Only medically fit are welcome to work in the Gulf Cooperation Council (GCC) states as the group made a joint decision not to hire workers suffering from chronic diseases to reduce pressure on their respective health services.
The decision comes after reports that about 10 percent of the 2 million workers recruited by the GCC states suffer from chronic ailments such as diabetes and hypertension.
“The member countries of the Gulf Cooperation Council have jointly decided not to recruit workers suffering from chronic diseases in their bid to reduce pressure on their health facilities,” said Tawfik Khoja, director general of the Gulf Health Ministers Council, which shut down a number of medical test centers for violations but opened accredited medical test centers in 18 countries including India, Pakistan, the Philippines, Bangladesh and Egypt — the largest sources of migrant workers to the region.
According to Mr.
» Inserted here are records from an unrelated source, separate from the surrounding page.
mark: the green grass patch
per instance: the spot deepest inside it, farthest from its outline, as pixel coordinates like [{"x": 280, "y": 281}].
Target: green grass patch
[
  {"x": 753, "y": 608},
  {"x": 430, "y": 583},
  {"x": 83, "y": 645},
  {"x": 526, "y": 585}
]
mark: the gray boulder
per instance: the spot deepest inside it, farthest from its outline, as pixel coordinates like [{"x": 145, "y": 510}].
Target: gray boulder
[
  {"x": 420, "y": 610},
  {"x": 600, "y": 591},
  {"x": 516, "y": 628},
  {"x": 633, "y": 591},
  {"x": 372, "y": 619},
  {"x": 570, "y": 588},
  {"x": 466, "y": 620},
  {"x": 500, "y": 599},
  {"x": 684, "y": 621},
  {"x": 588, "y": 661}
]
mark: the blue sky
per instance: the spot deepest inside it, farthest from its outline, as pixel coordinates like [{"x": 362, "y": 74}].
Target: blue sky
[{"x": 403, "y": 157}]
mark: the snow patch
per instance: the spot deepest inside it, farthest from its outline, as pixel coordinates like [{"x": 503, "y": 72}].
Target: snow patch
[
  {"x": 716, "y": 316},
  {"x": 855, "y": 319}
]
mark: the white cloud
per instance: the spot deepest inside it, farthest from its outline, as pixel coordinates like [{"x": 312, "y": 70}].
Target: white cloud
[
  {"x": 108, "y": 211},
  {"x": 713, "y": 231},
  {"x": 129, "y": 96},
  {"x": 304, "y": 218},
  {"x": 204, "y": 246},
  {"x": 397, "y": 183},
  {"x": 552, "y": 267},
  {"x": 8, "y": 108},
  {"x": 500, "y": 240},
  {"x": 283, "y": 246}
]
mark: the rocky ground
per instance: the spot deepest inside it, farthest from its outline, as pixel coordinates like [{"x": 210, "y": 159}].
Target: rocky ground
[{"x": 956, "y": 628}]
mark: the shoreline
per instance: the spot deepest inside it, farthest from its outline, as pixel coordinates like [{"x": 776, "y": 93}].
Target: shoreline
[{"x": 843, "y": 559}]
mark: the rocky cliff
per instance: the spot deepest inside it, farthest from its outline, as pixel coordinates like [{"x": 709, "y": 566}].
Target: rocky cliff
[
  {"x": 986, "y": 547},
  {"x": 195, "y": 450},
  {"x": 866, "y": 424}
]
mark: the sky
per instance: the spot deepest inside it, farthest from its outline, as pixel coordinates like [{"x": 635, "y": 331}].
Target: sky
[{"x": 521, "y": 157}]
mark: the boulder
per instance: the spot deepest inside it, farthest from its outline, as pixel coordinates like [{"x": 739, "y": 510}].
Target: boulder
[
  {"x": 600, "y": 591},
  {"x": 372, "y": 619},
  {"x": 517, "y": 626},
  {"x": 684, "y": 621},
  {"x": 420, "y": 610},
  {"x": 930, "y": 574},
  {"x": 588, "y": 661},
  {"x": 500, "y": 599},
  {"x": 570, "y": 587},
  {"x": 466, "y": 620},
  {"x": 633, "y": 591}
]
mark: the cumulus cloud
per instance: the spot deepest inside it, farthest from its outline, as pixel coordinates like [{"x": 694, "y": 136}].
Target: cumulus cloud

Khoja, Saudi health authorities recently found 14 workers unfit to work after conducting tests upon their arrival and were sent back to their home countries. While medical tests performed overseas help reduce entry of workers with chronic or infectious diseases, such tests are not sufficient in diagnosing diseases such as cancer which require specialized tests. Further checks would increase the cost of recruiting an individual worker up to SAR60,000. He added that a second test is done after the worker’s arrival to help identify diseases not detected in prior tests.
“The measures we have taken in the past have helped reduce the number of sick workers from 25 percent a few years ago to five percent last year,” Khoja said. The rules and regulations for medical tests have been updated during a meeting of the central committee, recently held in Manama, Bahrain.